Can we feel safe if someone behaves poorly without there being an effective and measured accountability?
Measuring Transparency?
Question 2. “How is transparency measured and achieved in your organization?
ie. If a team member or the team leader leaves or is fired, is this information readily available to you without reverting to gossip, and how can you be sure it is true?”
Can we feel safe if we don’t know exactly why someone disappeared?”
Dispute Resolution and Reconciliation?
Question 3. “How are your internal disputes resolved and measured for their effectiveness? If either team member being interviewed here differed in your answer to questions 1 or 2, how are your differing views reconciled and what should happen if one of you were to “play the man and not the ball”, during the process?”

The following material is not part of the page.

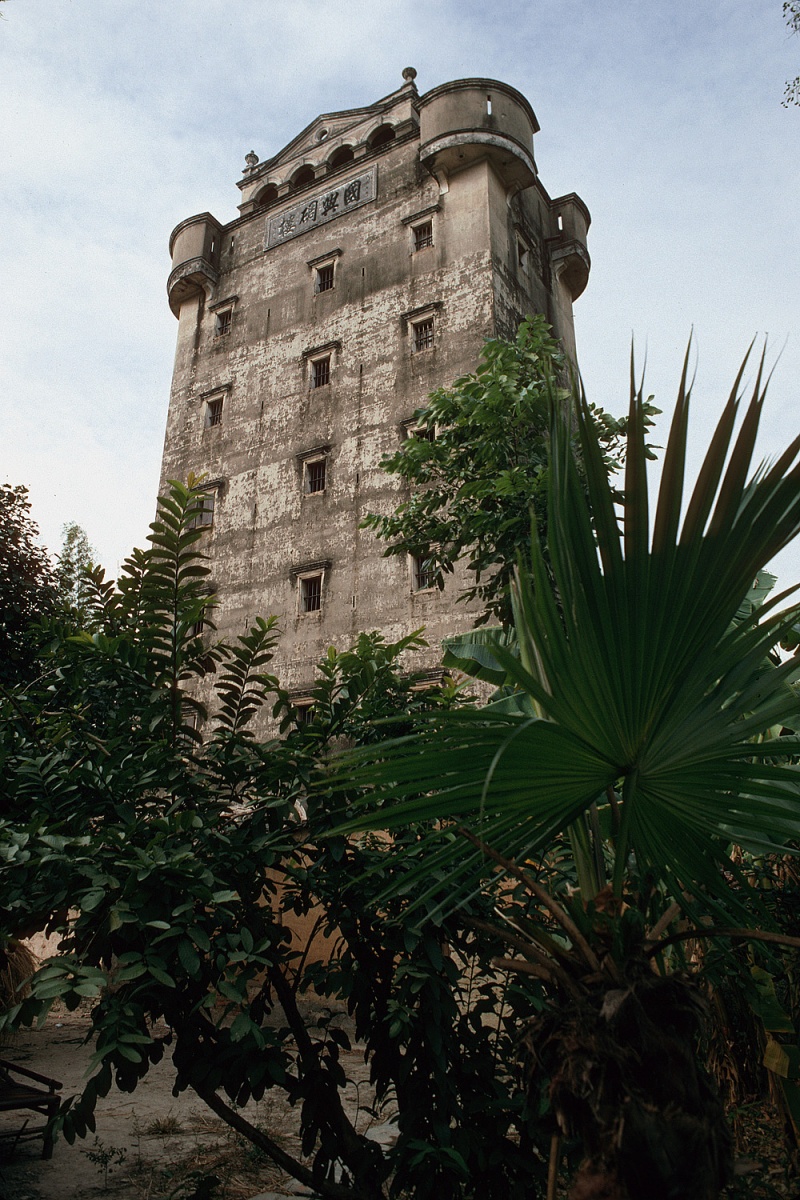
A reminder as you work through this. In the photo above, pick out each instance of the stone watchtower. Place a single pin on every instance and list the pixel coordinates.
(371, 258)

Ultimately, can we feel safe if we are not using the same play book?
The rules of this challenge, the questions asked and expected answers may need to be developed further, but the claim of achieving a psychologically safe environment must be actionable and measurable, I believe, in the same way as a non-stop flight from England to France was.
Personally I don’t believe there would be any two team members on the planet that could effectively answer these three questions and especially not the third. Even if the team members prepared for the questions before hand. Try it where you work.
So, the game’s afoot and let the challenges begin.
PS I think I could produce a team that would be able to handle these questions and pass the Psychological Safety Challenge.